- Theatrical release poster
- Directed by: Alfred Vohrer
- Written by: Edgar Wallace (novel) Egon Eis Wolfgang Lukschy
- Produced by: Horst Wendlandt
- Starring: Joachim Fuchsberger Klaus Kinski
- Cinematography: Karl Löb
- Edited by: Ira Oberberg
- Music by: Heinz Funk [de]
- Production company: Rialto Film
- Distributed by: Prisma Film
- Release date: 28 March 1961;
- Running time: 98 minutes
- Country: West Germany
- Language: German

= The Dead Eyes of London =

1961 film

The Dead Eyes of London (Die toten Augen von London and also known as Dark Eyes of London) is a 1961 West German black and white crime film directed by Alfred Vohrer and starring Joachim Fuchsberger, Karin Baal and Dieter Borsche.

==Plot==
A series of murders of wealthy men leads investigators to a group of blind men with a mysterious leader.

==Cast==
- Joachim Fuchsberger as Inspector Larry Holt
- Karin Baal as Eleanor "Nora" Ward, née Finlay
- Dieter Borsche as David Judd aka Mr. Lennox aka Reverend (Paul) Dearborn
- Wolfgang Lukschy as Stephan Judd
- Eddi Arent as Sergeant / Inspector S. "Sunny" Harvey
- Anneli Sauli as Fanny Weldon (as Ann Savo)
- Bobby Todd as Lew Norris
- Franz Schafheitlin as Sir John
- Ady Berber as Jacob "The Blind Jack" Farrell (as Adi Berber)
- Harry Wüstenhagen as "Flimmer-Fred" (German version) / "Flicker-Fred" (English version)
- Rudolf Fenner as Matthew "Matt" Blake
- Hans Paetsch as Gordon Stuart
- Ida Ehre as Ella Ward
- Fritz Schröder-Jahn as Chief Inspector
- Klaus Kinski as Edgar Strauss

==Production==
The film is based on the 1924 novel The Dark Eyes of London by Edgar Wallace, which had been previously adapted into the 1939 British film The Dark Eyes of London, a.k.a. The Human Monster, introducing a number of horror elements which had not been in the original book. The British film had been released in Germany and proved to be popular. The German film is closer to being a remake of the earlier British film, rather than a close adaptation of Wallace's novel.

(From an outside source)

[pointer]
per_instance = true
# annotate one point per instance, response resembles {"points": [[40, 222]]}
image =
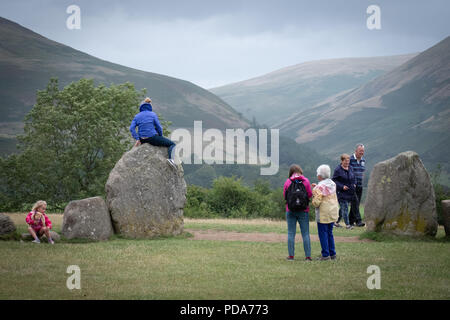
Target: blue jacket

The Dead Eyes of London was the first Edgar Wallace film to be directed by Alfred Vohrer, who directed 13 more films in the genre.

==Reception==
The FSK gave the film a rating of "16 and up" and found it not appropriate for screenings on public holidays. The film premiered on 28 March 1961 at the "Walhalla" cinema in Wiesbaden. Author and film critic Leonard Maltin awarded the film two out of four stars, calling the film "[an] Acceptable thriller".